12. The method of claim 11, wherein the third bioreactor is the first bioreactor and the method further comprises cleaning, prefilling and preconditioning the first bioreactor prior to step g.

13. The method of claim 10, further including repeating steps b. through f. one or more times using one or more subsequent bioreactors and subsequent fresh mediums in place of the second bioreactor and second medium.

14. The method of claim 13, wherein all of the bioreactors used have identical working volumes.

15. The method of claim 13, wherein step e. is performed using only a single external device.

16. The method of claim 13, wherein each time step d. is performed a different external device is used.

17. The method of claim 10, wherein the steps of transferring are done using pumps or a fluid pressure differential.

18. The method of claim 1, wherein step e. transferring all of the first medium containing the therapeutic cells from the first bioreactor to an external device, comprises transferring all of the first medium containing the therapeutic cells from the first bioreactor to multiple external devices.

19. The method of claim 18, wherein the multiple external devices are disposed in parallel.

20. The method of claim 10, wherein step d. transferring all of the first differentiation medium, growth factors, and therapeutic cells from the first bioreactor to an external device, comprises transferring all of the first differentiation medium, growth factors, and therapeutic cells from the first bioreactor to multiple external devices.

21. The method of claim 20, wherein the multiple external devices are disposed in parallel.

22. The method of claim 1, wherein step c. prefilling the second bioreactor having the second working volume with the second medium and step d. preconditioning the process parameters for the second bioreactor containing the second medium, begin before step e. transferring all of the first medium containing the therapeutic cells from the first bioreactor to an external device.

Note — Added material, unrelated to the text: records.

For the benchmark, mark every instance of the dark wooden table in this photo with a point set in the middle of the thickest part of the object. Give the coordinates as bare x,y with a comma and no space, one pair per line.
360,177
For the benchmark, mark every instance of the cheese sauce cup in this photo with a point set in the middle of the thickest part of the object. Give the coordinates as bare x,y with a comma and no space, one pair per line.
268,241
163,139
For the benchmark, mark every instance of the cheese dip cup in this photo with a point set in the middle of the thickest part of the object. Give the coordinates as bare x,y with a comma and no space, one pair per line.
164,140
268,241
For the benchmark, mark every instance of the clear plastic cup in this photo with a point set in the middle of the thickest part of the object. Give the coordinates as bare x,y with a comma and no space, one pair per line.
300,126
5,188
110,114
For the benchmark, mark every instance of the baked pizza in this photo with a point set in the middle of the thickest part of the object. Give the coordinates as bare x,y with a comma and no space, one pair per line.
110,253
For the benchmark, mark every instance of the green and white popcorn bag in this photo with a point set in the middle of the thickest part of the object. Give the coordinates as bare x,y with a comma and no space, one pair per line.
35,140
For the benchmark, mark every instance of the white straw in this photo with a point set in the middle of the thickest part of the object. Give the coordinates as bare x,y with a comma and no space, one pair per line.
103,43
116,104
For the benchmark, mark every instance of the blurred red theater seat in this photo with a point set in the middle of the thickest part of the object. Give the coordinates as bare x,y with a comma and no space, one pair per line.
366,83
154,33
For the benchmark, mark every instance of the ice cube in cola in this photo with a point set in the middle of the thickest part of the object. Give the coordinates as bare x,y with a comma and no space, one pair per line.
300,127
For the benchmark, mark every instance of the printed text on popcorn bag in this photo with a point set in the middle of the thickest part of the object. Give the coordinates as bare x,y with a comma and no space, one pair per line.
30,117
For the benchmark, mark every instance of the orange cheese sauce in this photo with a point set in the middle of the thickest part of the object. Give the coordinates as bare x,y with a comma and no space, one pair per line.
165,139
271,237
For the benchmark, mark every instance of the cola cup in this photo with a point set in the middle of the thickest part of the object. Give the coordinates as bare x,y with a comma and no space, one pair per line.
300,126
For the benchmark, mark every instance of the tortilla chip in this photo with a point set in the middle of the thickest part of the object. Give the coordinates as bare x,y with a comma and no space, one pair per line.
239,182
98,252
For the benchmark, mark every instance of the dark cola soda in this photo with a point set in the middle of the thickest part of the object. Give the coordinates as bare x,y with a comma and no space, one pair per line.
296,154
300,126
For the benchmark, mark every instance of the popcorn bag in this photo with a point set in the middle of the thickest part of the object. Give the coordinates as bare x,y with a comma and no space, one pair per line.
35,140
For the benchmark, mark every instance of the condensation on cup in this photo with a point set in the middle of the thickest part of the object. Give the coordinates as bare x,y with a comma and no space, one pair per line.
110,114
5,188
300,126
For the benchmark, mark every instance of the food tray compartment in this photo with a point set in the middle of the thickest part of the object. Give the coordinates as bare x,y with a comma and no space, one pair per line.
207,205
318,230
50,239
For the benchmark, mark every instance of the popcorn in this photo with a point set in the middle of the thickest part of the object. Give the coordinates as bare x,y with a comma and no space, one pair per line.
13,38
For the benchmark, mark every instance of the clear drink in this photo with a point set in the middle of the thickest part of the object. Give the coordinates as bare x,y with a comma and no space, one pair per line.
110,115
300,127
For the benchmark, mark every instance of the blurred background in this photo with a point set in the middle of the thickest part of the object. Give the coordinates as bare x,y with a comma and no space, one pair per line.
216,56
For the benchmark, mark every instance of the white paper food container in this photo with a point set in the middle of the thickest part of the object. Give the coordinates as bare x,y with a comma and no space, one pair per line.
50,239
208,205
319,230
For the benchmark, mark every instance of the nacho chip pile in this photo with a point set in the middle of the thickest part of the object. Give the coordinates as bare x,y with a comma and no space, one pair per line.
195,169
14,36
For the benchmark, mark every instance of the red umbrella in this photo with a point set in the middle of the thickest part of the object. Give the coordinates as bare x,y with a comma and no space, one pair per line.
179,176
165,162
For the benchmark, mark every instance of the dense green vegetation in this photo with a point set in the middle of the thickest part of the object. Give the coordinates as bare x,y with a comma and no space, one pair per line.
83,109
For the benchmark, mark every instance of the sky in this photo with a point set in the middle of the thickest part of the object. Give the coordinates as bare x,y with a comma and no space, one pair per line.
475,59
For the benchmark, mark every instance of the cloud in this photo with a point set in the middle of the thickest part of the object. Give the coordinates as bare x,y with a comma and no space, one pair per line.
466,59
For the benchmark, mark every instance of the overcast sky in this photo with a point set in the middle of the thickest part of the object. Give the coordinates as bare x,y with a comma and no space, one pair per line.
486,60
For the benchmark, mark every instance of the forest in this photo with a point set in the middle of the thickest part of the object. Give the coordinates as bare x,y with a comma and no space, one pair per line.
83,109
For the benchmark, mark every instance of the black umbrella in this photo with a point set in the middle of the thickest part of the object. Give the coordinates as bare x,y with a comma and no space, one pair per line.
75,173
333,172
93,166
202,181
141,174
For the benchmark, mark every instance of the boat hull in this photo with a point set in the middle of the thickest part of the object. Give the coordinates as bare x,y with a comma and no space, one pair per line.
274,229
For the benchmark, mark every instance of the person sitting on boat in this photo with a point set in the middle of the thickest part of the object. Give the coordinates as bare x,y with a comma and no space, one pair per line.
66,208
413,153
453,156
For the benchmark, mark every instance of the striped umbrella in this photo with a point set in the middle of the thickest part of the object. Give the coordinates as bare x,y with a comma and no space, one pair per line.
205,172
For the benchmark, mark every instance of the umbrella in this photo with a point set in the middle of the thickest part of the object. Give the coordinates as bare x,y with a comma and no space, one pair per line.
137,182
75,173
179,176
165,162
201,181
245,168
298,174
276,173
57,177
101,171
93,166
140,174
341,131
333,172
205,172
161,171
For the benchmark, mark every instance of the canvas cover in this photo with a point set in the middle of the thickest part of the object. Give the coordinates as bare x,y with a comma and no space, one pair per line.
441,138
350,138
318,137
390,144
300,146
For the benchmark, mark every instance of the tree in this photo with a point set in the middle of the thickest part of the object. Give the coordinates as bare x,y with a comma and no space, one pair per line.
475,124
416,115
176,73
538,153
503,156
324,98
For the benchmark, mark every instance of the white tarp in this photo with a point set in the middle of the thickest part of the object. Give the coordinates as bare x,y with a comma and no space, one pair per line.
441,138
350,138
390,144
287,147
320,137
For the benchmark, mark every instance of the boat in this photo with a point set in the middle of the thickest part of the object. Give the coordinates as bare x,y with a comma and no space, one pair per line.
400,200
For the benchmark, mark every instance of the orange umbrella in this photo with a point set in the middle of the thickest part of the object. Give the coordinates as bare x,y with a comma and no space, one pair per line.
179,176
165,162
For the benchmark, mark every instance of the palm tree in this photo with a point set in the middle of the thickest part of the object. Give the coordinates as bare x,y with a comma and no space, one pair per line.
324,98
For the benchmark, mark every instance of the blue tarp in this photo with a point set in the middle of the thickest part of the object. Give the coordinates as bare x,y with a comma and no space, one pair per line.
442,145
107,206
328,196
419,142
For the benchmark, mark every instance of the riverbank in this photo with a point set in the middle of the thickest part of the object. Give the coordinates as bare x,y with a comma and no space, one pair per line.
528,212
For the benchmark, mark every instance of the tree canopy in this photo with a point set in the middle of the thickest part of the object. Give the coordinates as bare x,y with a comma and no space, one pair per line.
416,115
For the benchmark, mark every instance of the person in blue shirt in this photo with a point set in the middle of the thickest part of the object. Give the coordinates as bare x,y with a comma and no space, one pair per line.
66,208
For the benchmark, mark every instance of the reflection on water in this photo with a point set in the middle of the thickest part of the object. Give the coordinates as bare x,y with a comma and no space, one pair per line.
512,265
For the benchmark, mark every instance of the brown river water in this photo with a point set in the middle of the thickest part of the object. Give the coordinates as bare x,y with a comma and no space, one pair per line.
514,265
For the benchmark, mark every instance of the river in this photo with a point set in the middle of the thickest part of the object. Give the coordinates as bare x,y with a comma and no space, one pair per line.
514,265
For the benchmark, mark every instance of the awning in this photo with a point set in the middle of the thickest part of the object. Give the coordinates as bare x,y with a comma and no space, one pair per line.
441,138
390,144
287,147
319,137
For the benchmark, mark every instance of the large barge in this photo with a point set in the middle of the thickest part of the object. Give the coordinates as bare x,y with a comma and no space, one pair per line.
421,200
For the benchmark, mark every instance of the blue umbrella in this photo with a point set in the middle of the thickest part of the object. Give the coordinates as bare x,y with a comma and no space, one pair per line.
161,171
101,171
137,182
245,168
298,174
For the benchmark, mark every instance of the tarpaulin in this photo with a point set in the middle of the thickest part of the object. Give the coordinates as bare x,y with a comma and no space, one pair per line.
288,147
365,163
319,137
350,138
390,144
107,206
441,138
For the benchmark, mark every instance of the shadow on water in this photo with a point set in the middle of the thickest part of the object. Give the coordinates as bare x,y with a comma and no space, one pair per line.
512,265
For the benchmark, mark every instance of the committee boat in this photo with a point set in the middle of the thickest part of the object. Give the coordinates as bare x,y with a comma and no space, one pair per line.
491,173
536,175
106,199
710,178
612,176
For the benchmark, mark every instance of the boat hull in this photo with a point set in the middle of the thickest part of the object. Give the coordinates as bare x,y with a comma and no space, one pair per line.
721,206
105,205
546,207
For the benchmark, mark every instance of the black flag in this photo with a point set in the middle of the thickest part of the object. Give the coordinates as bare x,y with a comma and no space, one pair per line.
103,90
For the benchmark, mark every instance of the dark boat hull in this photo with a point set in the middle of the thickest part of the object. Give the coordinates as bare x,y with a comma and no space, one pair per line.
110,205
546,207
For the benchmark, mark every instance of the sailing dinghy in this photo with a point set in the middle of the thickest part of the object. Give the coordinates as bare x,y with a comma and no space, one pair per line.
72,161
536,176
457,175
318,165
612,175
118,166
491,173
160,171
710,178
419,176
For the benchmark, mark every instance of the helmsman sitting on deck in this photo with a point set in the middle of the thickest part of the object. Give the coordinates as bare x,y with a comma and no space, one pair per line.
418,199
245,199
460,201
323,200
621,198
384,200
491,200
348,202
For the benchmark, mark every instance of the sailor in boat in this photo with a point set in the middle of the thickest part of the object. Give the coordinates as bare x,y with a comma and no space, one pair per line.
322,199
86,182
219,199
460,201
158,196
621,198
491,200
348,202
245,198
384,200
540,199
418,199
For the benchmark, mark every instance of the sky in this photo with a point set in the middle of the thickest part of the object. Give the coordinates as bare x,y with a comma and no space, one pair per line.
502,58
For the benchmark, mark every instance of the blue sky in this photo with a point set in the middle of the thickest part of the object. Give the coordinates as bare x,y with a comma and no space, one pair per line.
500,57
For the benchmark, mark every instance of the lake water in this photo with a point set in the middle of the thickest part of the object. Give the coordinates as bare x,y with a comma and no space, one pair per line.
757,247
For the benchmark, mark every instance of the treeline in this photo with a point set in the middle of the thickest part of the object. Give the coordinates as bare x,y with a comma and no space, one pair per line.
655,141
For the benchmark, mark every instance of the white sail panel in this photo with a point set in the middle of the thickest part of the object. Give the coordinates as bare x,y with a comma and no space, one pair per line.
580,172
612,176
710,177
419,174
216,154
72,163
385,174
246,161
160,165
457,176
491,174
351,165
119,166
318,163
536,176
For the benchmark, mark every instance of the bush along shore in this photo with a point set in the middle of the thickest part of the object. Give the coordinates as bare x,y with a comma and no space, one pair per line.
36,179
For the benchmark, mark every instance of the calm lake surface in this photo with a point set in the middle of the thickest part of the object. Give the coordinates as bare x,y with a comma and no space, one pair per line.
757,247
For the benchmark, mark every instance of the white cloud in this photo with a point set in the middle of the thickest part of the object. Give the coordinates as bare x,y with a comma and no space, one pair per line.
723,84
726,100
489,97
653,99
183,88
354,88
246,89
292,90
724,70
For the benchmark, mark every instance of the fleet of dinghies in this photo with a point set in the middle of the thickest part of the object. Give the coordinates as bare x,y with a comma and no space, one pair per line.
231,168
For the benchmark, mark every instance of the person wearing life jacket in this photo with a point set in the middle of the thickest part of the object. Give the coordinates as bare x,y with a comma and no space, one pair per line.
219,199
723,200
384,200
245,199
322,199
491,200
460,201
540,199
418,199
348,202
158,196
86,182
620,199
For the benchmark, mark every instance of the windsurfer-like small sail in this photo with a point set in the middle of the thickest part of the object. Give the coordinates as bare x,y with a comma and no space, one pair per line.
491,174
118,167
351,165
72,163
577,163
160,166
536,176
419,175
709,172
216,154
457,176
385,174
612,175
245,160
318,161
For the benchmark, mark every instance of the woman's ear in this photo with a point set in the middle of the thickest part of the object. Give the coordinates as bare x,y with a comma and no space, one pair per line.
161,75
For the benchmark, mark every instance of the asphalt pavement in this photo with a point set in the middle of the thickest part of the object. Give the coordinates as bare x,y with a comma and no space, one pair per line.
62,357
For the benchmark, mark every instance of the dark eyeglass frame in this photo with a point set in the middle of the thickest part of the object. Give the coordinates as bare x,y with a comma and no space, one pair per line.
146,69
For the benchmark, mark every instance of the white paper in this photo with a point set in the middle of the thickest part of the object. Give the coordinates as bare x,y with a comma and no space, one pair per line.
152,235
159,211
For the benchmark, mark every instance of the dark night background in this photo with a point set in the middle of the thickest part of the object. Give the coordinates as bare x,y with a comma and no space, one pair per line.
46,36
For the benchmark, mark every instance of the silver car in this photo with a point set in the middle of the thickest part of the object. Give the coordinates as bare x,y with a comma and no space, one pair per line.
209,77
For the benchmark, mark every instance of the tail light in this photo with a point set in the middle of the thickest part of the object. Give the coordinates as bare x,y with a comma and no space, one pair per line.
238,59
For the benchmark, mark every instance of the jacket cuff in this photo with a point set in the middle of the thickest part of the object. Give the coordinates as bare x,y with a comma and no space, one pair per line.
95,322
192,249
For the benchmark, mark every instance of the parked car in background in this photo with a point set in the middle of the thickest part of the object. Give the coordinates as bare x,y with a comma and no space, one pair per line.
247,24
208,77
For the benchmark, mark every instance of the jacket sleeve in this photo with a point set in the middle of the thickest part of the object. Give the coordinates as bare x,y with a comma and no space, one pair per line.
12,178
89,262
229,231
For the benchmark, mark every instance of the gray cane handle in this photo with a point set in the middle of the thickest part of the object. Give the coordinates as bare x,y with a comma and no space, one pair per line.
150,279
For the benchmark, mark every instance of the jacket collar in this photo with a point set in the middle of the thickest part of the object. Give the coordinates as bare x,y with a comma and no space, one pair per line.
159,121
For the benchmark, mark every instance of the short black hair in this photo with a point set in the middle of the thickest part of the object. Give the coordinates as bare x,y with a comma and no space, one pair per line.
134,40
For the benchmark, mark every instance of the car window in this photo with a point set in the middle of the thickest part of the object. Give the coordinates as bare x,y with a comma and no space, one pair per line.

23. The method of claim 10, wherein step b. prefilling the second bioreactor with the second differentiation medium and adding second growth factors that will be used in the subsequent differentiation step, and step c. preconditioning the process parameters for the second bioreactor, begin before step d. transferring all of the first differentiation medium, growth factors, and therapeutic cells from the first bioreactor to an external device.